Banish negativity in three simple steps

“It will never work… I’ll give it three months… What’s the point? I don’t want to moan, but…”

We all come across people that make these statements. In the book Polar Bear Pirates, Adrian Webster describes negative people as ‘Neg Ferrets.’ People that always seem to find a problem or a reason why an idea won’t work. And if they can’t find it, they will keep moaning until all your energy is drained.

In life we often meet people like this; it can be in our families or amongst friends. But of course we also come across these Neg Ferrets in our workplace and teams. Negativity amongst employees in the workplace can spread and often leads to a demotivated team.

Dealing with these negative characters is not always straightforward, because although firing an employee could be a possibility, there are ways to engage and inspire Neg Ferrets too. Let’s look at the three stages to managing workplace negativity:

Stage 1: Identify

First of all you need to identify them, which is the easy bit. Neg Ferrets will always make sure they are being heard. They like to sow the seeds of doom and gloom in as many ears as possible, so they make it their art to do so.

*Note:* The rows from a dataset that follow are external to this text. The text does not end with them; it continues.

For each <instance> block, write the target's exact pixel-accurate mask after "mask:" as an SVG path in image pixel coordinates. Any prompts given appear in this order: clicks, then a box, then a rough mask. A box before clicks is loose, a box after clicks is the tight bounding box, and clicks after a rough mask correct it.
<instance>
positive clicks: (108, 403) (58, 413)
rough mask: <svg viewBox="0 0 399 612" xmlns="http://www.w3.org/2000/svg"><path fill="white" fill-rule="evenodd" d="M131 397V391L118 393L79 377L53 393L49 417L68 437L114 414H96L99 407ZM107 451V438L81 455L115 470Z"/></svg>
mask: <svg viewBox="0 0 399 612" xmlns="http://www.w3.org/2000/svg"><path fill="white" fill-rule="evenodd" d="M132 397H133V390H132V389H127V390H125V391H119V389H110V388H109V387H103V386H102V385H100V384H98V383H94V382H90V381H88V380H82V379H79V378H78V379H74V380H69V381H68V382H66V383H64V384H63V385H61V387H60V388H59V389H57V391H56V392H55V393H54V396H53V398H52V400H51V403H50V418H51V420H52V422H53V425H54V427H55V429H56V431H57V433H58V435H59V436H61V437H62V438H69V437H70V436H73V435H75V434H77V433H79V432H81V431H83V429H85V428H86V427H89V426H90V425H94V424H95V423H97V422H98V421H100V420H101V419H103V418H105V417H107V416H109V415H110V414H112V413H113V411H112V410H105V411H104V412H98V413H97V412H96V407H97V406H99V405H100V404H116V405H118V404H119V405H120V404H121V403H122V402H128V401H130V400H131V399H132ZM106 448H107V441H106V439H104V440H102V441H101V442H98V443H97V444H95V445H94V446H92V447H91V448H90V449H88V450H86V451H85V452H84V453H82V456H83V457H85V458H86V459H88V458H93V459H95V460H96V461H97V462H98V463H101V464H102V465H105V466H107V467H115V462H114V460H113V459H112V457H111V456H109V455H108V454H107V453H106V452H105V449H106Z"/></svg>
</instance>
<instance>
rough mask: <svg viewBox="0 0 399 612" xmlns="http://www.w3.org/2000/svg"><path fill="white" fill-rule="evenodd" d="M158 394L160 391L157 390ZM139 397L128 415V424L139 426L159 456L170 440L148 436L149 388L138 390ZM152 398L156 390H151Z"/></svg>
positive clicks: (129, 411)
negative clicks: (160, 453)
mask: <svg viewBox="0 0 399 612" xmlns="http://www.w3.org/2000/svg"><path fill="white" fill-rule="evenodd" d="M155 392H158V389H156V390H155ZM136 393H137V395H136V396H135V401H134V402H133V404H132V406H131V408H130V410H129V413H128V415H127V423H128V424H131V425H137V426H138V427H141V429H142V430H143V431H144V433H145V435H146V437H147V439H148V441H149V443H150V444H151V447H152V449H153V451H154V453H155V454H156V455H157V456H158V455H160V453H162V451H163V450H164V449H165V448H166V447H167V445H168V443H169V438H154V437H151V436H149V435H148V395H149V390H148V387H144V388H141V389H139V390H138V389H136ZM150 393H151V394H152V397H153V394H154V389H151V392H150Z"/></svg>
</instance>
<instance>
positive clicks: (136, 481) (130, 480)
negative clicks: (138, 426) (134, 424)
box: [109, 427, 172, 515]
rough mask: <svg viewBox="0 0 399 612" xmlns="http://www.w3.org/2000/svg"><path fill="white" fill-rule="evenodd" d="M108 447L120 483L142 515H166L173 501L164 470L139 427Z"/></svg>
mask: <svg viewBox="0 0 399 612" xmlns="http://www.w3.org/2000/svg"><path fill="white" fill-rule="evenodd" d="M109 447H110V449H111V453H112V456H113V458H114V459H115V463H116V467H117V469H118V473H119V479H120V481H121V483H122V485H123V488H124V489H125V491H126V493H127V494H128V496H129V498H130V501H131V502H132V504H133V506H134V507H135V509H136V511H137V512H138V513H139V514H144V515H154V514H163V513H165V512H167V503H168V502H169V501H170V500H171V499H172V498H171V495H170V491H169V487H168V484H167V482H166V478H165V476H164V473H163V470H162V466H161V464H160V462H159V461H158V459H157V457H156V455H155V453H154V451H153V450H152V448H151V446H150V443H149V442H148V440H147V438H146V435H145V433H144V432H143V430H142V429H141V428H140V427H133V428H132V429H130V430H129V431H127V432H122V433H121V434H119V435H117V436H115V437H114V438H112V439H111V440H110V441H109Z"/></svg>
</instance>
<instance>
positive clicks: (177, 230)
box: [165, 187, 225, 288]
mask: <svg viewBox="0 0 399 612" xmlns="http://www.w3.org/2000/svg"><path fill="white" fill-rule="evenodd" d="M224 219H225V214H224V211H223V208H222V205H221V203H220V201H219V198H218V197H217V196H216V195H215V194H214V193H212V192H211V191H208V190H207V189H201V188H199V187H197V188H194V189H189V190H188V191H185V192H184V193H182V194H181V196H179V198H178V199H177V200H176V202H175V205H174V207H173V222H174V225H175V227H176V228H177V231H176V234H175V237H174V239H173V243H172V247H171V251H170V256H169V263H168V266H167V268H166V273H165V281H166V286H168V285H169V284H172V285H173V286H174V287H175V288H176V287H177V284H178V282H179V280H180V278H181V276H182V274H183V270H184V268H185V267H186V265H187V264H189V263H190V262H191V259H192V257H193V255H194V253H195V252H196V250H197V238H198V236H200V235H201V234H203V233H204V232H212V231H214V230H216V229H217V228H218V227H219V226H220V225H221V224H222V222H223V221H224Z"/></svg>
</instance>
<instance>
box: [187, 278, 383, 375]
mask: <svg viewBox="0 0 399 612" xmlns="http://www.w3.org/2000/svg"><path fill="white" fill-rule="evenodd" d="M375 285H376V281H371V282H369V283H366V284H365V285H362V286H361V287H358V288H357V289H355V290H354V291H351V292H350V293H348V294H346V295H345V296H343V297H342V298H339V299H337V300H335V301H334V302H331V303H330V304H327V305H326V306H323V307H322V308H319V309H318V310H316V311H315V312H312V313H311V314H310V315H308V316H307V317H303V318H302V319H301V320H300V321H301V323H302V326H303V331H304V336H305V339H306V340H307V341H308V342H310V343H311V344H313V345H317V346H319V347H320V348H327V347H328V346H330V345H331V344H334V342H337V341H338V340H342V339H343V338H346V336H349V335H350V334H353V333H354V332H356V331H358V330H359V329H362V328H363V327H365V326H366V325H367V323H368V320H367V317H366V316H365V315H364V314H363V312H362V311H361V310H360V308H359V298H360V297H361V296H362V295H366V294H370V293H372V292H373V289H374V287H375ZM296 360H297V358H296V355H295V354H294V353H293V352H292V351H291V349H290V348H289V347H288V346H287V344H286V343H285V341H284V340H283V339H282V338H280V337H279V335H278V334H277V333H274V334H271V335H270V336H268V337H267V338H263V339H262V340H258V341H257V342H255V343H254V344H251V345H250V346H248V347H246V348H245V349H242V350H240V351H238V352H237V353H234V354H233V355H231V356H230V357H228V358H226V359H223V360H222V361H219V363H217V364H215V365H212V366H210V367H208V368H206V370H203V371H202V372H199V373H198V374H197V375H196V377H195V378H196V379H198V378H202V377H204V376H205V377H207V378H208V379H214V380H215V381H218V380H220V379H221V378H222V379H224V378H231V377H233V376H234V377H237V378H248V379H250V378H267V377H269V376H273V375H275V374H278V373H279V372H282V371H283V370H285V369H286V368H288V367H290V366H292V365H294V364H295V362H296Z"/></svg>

It could happen around the coffee machine, during meetings, wherever they see an opportunity to share their negativity.

Stage 2: Ring-fence

After identifying them, you need to ring-fence them. Remove the stage they use to speak from. Avoid their speeches about problems, but if you hear them, ask them questions and challenge their ‘theory.’

The moaners and complainers only have a limited vocabulary and they don’t like to be challenged. They certainly don’t like to give a reason or explanation for their behaviour.

Stage 3: Blast them with positivity

Another very good cure against these people is positivity. Being happy about what is happening, positive about change, looking forward to developments is something they hate with a passion. They will therefore avoid speaking up when you are around. Your positive outlook will blind their dark sarcasm.

It is important to see how the group is divided. Some people will wait in the middle to see how an argument or conversation develops. They do not choose sides until it is clear who is winning. Making the negative people feel uncomfortable will help the undecided choose the proactive and positive group. This strategy reduces the group of moaners and can potentially close them down.

If you want to put a positive spin on the complainers, then listen to what they have to say. Determine if they have a valid point, which you need to address. It could be that this critical observation is useful.